As the number of people in privately rented accommodation increases, the ability of tenants to manage their homes in a way that works for them is becoming increasingly important.  The Right to Manage (“RTM”), which landlords cannot contract out of, was introduced to give tenants of flats more control if they are dissatisfied with the way a landlord or property manager is managing the services in their building.

How does it work?

Under the Commonhold and Leasehold Reform Act 2002, the RTM applies to premises that:

• consist of a self-contained building or part of a building;

• contain two or more flats held by qualifying tenants; and where

• the total number of flats held by qualifying tenants is not less than 2/3 of the total number of flats in the premises.

Qualifying tenants are those who have long leases of 21 years or more from the date of grant.

Certain premises are excluded from the RTM.  They include premises owned by local housing authorities and buildings where more than 25% of the internal floor area (excluding common parts) is non-residential .

The RTM must be exercised through a private company limited by guarantee set up by the qualifying tenants (the “RTM Company”), which must give notice to each qualifying tenant inviting them to participate in the RTM.  The RTM Company then has to serve a claim notice on anybody who is:

• a landlord under a lease of the whole or any part of the premises;

• any party to those leases that is not a landlord or a tenant; and

• a manager appointed (under Part II of the Landlord and Tenant Act 1987) to act in relation to the premises or any part of them.

On the date that the claim notice is given, the number of qualifying tenants that are members of the RTM Company must be at least half of the total number of flats in the premises.  If a person given a claim notice disagrees that the RTM Company is eligible to acquire the RTM, it will need to serve a counter-notice; the RTM Company may then apply to a tribunal for determination of its right.

If the RTM Company acquires a RTM of the premises, it will assume management functions in relation to services, repairs, maintenance, improvements, insurance and management. This excludes landlord functions in respect of re-entry or forfeiture and matters relating only to flats not held by qualifying tenants.

Worthwhile?  Possibly not.

For a group of tenants willing to act together and with the right skillset, this can be a great way to ensure quality management of shared areas and services and expenditure on services that are important to them.
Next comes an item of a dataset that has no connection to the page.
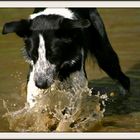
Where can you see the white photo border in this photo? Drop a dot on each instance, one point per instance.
(77, 135)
However, the Law Commission has commented that take up is limited and those who have done so “have found delays, costs and uncertainty” in the statutory process for acquiring the RTM.  Stumbling blocks identified include the prescribed form of notices, difficulties in managing additional parts of properties used by others (e.g. access roads) and the inability for one RTM Company to manage multiple blocks on the same estate.  At a time when mixed use development and redevelopments are finding favour (with residential development above retail and leisure assets, for example) it is arguable that the exclusion of buildings with more than 25% of commercial space deprives an increasing number of flat tenants of the right to manage their building.

Given these problems, it might be unsurprising that the take up of the RTM scheme has been slow since 2002. However, with the Law Commission looking to publish a consultation paper by the end of 2018 with a view to “making the procedure simpler, quicker and more flexible”, it may well be that landlords will face more RTM claims in the future.